En 1946, les Palestiniens sont majoritaires dans 14 des 16 districts de Palestine, avec un recensement de 1 237 334 Palestiniens et 608 225 Juifs (14). Cependant, si le projet sioniste paraissait irrationnel en 1897, plus rien ne semble pouvoir l’empêcher d’aboutir au lendemain de la Seconde Guerre mondiale. De 1919 à 1946, la population juive passe de 9,7% à 35,1% et l’Agence Juive assure l’autosuffisance alimentaire. Á la veille de la Première Guerre israélo-arabe, près de 375 millions de dollars de dons, rien que pour les États-Unis, se sont accumulés depuis le début de la colonisation.
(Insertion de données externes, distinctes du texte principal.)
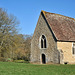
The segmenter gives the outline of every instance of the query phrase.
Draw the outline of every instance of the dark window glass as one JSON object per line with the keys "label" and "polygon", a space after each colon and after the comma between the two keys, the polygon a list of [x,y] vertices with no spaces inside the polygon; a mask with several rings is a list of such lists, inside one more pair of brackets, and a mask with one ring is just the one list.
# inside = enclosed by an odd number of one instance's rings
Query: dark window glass
{"label": "dark window glass", "polygon": [[44,48],[46,48],[46,39],[44,39]]}
{"label": "dark window glass", "polygon": [[41,39],[41,48],[43,48],[43,40]]}
{"label": "dark window glass", "polygon": [[75,54],[75,43],[73,43],[72,53]]}

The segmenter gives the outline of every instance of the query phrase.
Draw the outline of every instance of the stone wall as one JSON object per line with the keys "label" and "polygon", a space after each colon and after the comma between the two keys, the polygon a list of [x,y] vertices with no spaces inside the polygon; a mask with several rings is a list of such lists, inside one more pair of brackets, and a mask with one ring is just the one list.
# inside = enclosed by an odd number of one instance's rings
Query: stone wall
{"label": "stone wall", "polygon": [[[45,35],[47,48],[40,48],[40,37]],[[46,56],[46,63],[58,63],[57,42],[43,15],[40,14],[34,35],[31,41],[31,62],[42,63],[42,54]]]}
{"label": "stone wall", "polygon": [[75,64],[75,55],[72,54],[72,42],[57,42],[58,50],[62,50],[63,59],[61,64],[67,62],[68,64]]}

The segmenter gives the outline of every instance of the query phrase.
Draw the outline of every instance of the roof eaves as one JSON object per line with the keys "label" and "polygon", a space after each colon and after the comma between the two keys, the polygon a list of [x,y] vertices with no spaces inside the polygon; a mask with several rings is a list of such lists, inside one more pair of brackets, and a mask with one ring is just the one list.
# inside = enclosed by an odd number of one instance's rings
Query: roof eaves
{"label": "roof eaves", "polygon": [[65,40],[57,40],[58,42],[75,42],[75,41],[65,41]]}

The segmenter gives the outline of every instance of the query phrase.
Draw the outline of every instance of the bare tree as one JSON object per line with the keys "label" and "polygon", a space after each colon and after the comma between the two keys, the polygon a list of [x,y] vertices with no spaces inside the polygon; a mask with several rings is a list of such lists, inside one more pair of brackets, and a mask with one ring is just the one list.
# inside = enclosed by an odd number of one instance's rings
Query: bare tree
{"label": "bare tree", "polygon": [[13,15],[8,15],[7,12],[0,8],[0,55],[7,57],[12,45],[15,46],[13,35],[16,34],[17,25],[19,22]]}

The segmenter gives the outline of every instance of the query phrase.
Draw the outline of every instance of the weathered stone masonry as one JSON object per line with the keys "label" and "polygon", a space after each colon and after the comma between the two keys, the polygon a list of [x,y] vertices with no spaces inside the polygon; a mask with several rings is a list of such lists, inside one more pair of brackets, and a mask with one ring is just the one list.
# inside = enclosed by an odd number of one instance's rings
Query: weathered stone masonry
{"label": "weathered stone masonry", "polygon": [[41,11],[31,41],[30,59],[32,63],[75,64],[75,19]]}
{"label": "weathered stone masonry", "polygon": [[[39,39],[41,35],[45,35],[47,39],[47,48],[40,49]],[[57,43],[54,39],[48,25],[40,14],[36,29],[31,42],[31,62],[42,63],[42,54],[46,56],[46,63],[58,63]]]}

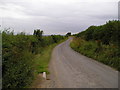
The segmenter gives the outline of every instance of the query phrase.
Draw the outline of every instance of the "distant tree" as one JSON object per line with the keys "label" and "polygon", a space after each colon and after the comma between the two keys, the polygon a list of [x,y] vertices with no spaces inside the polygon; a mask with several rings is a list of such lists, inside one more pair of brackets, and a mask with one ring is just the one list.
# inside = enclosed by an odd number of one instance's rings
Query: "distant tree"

Si de 1922 à 1947, la population palestinienne s’enrichit et modernise son économie, avec une croissance annuelle moyenne de 6,5%, cela reste deux fois moins que le secteur économique juif à 13,2% (15). En sélectionnant son immigration, le Yichouv peut compter sur un capital humain inégalable pour cette époque. En 1947, 86% des juifs sont lettrés, contre 22% des Palestiniens. L’Agence Juive dispose de quarante docteurs pour dix mille habitants, contre 2,4 pour les Palestiniens. Cette immigration a bouleversé la composition sociale du Yichouv, composé originellement de juifs moyen-orientaux, généralement pauvres et très religieux. Ces derniers deviennent rapidement minoritaires au profit d’une communauté laïque dotée d’une classe d’entrepreneurs, d’institutions organisées en proto-État et de puissants syndicats, notamment l’Histadrout. Les Palestiniens, en dépit du développement d’une classe ouvrière et d’une élite bourgeoise, restent dominés par une classe foncière composée de familles de notables traditionnels et une masse paysanne. Avec la Seconde Guerre mondiale, la détermination du Yichouv n’est que plus grande. Pour les leaders sionistes, le Génocide est une défaite. Ils ne sont pas parvenus à persuader une majorité de juifs de quitter l’Europe pour la Palestine lorsqu’il en était encore temps. Puis, lorsque les juifs européens avaient eu besoin de soutien, le mouvement était trop faible pour agir.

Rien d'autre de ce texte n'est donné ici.